Cehalet ve bilgisizlik hiç bu kadar cesaret kazanmamıştı. Sanmayın ki bu duruma son yirmi senede geldik. Bizleri buralara getiren yolların taşları birlikte olduğu kadınları dövmesiyle ünlü bir şarkıcının (hani attığı zaman mangalda kül bırakmayan feminist ablaların verdiği yaşam boyu onur ödülüyle bu günlerde yeniden gündemde) ‘’MO, MOO, MOOOO’’ diyerek Mozart ile dalga geçmesiyle döşenmeye başladı taşlar.

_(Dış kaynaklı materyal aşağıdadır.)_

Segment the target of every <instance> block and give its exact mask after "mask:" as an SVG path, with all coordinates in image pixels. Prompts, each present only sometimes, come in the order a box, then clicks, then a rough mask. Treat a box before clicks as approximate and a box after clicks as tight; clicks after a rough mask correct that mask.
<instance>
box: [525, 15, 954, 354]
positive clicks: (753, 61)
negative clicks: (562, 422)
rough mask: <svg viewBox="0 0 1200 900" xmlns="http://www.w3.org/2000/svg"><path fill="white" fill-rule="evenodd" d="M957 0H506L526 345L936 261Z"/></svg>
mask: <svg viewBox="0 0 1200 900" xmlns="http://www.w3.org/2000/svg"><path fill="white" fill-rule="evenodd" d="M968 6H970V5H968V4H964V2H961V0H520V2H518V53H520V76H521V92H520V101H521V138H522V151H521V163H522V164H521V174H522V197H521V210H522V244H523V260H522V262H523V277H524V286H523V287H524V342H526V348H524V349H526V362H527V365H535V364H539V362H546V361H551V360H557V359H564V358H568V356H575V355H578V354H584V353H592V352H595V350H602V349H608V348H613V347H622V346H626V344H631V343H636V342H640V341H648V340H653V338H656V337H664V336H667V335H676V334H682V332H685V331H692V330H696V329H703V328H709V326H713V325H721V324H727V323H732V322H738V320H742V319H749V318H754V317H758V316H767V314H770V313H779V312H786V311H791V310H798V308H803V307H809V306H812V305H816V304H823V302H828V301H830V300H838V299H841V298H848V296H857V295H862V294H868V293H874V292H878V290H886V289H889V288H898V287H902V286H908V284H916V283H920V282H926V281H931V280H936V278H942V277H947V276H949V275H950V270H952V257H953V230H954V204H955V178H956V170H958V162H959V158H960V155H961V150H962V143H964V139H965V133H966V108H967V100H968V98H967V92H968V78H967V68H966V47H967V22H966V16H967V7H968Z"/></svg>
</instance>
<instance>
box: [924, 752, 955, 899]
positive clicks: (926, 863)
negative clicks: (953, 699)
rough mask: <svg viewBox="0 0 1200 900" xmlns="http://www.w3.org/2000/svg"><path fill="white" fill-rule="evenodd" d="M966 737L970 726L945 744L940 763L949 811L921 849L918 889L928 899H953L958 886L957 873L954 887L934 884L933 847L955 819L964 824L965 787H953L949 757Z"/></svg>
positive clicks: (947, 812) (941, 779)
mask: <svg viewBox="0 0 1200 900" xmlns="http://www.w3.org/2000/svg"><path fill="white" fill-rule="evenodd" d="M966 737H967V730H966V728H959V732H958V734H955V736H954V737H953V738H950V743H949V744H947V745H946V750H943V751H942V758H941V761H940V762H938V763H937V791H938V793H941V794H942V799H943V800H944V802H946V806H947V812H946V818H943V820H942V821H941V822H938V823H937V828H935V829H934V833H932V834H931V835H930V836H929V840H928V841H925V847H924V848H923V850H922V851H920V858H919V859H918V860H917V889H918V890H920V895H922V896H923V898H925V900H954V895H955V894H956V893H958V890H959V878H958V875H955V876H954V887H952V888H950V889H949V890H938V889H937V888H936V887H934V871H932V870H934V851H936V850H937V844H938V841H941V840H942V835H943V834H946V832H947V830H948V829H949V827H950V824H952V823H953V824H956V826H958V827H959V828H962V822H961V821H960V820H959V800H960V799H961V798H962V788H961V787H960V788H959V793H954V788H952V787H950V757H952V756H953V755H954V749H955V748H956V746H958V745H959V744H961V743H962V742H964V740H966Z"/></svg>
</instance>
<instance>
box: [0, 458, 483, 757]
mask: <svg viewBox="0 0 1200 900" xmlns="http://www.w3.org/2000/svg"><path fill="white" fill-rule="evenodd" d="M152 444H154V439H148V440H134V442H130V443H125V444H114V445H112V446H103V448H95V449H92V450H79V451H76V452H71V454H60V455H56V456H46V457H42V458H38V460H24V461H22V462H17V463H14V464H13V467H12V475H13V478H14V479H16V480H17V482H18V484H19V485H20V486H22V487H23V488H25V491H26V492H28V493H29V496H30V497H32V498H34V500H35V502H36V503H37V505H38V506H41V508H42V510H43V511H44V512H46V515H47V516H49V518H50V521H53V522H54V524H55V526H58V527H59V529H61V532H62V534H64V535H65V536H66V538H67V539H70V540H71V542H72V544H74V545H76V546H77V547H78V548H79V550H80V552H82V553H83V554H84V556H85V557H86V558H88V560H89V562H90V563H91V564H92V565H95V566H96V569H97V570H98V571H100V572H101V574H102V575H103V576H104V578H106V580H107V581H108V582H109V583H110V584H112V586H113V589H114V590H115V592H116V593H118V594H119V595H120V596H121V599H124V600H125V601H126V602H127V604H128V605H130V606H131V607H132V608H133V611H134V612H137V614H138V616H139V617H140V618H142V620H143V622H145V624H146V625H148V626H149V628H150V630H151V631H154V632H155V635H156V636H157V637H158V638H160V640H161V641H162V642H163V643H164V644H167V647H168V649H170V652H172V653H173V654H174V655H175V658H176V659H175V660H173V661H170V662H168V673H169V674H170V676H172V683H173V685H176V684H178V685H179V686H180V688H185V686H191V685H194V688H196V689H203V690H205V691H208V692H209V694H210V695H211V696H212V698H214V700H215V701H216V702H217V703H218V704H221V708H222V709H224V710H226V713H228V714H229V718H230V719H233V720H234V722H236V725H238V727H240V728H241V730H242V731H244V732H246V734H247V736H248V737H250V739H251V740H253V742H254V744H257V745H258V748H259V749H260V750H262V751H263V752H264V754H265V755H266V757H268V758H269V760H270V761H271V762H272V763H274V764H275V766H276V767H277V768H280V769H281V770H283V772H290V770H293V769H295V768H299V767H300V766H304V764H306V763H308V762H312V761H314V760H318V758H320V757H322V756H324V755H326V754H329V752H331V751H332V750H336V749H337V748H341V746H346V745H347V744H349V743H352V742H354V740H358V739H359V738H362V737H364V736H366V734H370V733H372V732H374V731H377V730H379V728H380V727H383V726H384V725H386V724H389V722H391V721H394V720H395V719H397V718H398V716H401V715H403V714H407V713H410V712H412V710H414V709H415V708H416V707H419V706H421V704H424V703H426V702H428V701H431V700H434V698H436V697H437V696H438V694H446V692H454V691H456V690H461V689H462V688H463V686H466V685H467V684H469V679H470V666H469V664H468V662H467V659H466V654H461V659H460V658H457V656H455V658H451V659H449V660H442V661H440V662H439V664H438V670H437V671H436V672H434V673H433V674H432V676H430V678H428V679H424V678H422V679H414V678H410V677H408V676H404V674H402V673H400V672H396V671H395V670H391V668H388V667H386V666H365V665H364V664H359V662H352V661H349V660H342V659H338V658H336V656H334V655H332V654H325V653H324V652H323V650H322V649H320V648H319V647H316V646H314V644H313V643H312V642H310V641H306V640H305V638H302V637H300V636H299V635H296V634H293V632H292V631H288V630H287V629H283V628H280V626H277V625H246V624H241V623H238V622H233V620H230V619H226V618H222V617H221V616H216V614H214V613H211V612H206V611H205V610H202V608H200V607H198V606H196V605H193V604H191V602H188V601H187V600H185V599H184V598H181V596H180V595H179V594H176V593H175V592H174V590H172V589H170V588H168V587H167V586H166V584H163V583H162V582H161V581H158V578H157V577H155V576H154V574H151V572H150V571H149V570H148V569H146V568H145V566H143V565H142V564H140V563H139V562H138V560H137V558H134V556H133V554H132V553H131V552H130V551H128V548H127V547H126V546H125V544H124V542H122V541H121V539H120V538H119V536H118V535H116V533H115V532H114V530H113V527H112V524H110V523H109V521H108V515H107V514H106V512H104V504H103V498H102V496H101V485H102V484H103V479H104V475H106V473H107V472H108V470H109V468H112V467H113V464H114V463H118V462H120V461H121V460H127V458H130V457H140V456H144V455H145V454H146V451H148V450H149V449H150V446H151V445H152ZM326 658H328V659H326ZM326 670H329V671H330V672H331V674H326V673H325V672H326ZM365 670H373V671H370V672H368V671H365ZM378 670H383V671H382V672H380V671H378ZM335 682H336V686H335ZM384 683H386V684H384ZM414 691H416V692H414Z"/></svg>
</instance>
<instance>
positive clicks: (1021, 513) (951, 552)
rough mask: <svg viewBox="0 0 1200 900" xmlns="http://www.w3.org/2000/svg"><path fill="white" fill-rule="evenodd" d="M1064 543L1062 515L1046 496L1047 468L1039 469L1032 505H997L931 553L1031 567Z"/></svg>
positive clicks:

Bu ülkenin en büyük sorunu bedavadan ve gereksiz yere ünlü, devrimci, milliyetçi, demokrat, yazar, şair olanlardır. Bu ülkede gerçek anlamda; milliyetçi, devrimci, demokrat, yazar, şair, doktor, mühendis olursanız acı çekersiniz. ‘’Olmak’’ çok zor ve çok emek ister ama ‘’-mış gibi’’ yaparsanız her şey çok kolayca avuçlarınıza düşer. Entelektüel bir düzeye ulaşmak için neden binlerce kitap okuyacaksınız; ezberleyin beş on şiir, bir iki özlü söz, bir iki tanede anlamını bilmediğiniz yabancı sözcük kullanın olur olmaz yerde bitti işte. Size bütün kapılar açılır.

Mangalda kül bırakmayan o ablalar gündemde henüz bir şey yokken içlerindeki ‘’keselerinde’’ timsah gözyaşları biriktirirler. Hep hazır ol da beklerler. Canice öldürülen, bıçaklanan, çocuğunun gözü önünde kafası kesilen bir kadın gördüklerinde hemen keselerinin ağzını açıp timsah gözyaşlarıyla baş köşeye arz-ı endam ederler. Kötüsünüz, karanlıksınız, çirkinsiniz. Artık nefret bile edemiyoruz sizden. Sizleri gördükçe içimizi allak bullak eden tiksinme ve bulantı olmasa görmezden bile gelebileceğiz sizleri. Olmuyor işte; yarattığınız bulantıyla hep anımsatıyorsunuz kendinizi.

Vasatların baş tacı edildiği bu çağ düştü payımıza. Bilgisiz, görgüsüz, densizdiler. Utanma duyusu çoktan çekilmişti kalınlaşan derilerinin arkasına. Onlarca kere yanıldılar ama hiç utanmadılar. Sanki yapacaklarmış gibi yeniden atladılar karşılarına çıkan her şeyin üzerine. Çevrelerine daha öncesinde verdikleri zarardan hiç utanmadan yeniden saldırdılar sırıtarak.

Bilgiye, görgüye ihtiyaçları yok. Bütün yaşamlarını ‘’kurnazlıklarıyla’’ idame ettiriyorlar. En büyük silahları utanmazlıkları.

Edebiyatta, sinemada, sanatın hemen hemen her dalında vasatlık gittikçe artıyor. Bin sekiz yüzlerin sonunda ulaşılan entelektüel düzeyin çok gerilerindeyiz artık. Cumhuriyetin ilk yıllarında verilen lise eğitimini günümüzün birçok üniversitesi veremiyor. Kişilikleriyle, bilgileriyle ülkemiz tarihinde yerini almış yöneticiler yok artık. Örneğin İstanbul Valisi Fahrettin Kerim Gökay’ın anekdotları anlatılıyor hala. Mazhar Osman ile Neyzen Tevfik’in dostluğu konuşuluyor ve yazılıyor günümüzde. Neden bir tane daha Osman Hamdi Bey çıkmıyor bu ülkede? Neden Aşık Veysel, Neşet Ertaş gibi sanatçılar yetişmiyor artık?

Çünkü bizlerin ömrü vasatlar ve yetersizler çağına rastladı. Çok üzgünüm sevgili ülkem, çok üzgünüm sevgili çocuklar; biz yetersizlere biraz daha katlanacaksınız.